Congress should narrow RFRA

The Washington Post gives its (as it were corporate) view of the Hobby Lobby ruling and what it implies.

When business owners enter the public marketplace, they should expect to follow laws with which they might disagree, on religious or other grounds. This is particularly true when they form corporations, to which the government offers unique benefits unavailable to individuals.

The Supreme Court weakened that principle Monday. Congress should revitalize it.

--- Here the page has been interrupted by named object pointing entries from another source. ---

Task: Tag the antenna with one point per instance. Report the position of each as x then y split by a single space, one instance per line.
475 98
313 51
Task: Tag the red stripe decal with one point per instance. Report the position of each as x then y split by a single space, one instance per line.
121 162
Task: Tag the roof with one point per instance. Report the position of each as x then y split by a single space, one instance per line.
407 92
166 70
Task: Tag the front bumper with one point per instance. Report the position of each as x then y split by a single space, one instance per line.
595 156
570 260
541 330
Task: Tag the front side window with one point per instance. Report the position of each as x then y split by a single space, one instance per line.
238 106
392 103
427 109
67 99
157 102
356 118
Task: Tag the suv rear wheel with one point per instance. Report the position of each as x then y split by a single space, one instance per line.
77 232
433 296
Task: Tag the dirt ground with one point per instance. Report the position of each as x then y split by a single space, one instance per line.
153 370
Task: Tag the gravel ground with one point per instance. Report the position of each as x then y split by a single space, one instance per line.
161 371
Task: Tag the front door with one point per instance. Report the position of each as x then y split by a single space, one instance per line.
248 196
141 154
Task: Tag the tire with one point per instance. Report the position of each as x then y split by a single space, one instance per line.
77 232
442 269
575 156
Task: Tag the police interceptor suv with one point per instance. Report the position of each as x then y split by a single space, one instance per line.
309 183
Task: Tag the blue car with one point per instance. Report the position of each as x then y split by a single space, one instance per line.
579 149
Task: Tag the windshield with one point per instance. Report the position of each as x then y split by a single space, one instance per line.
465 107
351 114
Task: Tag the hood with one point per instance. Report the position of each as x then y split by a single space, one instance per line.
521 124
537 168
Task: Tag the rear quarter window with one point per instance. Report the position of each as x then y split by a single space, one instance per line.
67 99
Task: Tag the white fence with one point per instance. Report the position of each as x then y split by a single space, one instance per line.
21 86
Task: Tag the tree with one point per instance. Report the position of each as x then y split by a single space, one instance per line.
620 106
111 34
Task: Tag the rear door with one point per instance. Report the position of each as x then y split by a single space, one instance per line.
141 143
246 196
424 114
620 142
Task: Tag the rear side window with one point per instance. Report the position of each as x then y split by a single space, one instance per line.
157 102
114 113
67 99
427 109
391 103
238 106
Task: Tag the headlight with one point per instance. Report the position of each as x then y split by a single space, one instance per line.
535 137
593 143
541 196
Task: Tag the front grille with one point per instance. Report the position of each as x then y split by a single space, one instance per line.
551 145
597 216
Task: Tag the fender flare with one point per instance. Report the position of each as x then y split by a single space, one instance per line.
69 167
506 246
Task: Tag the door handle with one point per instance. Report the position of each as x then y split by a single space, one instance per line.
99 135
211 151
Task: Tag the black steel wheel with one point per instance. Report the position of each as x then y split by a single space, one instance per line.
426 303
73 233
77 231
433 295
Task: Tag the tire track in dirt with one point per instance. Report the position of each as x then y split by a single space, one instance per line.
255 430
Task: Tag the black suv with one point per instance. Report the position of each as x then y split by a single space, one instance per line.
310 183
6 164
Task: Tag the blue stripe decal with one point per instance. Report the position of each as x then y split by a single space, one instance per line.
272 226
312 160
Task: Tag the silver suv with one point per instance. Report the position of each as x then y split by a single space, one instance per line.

That’s one good way of putting it. The public marketplace, like most public places, is fundamentally secular. Gods don’t need commerce or trade, because they don’t need goods and services, because they don’t need anything, because they’re gods. We need them, we humans, who live here in the secular world. That’s one reason we need secular laws and secular agreements and contracts and habits.

The Religious Freedom Restoration Act muddied these waters.

If this is the sort of balancing that the Supreme Court will conduct, Congress should change the law. The Constitution generally does not require religious exceptions to generally applicable laws. The ruling relied on the Religious Freedom Restoration Act, a statute that does not mention corporations and that lawmakers could easily narrow. They should not only guarantee contraception coverage but also repair the federal government’s ability to provide for wholly legitimate common goods such as public health and marketplace regulation.

Catholic bishops already interfere with a hefty percentage of US health care via all the Catholic-owned hospitals and networks of hospitals. Bishops and church doctrine should have no role in public health at all.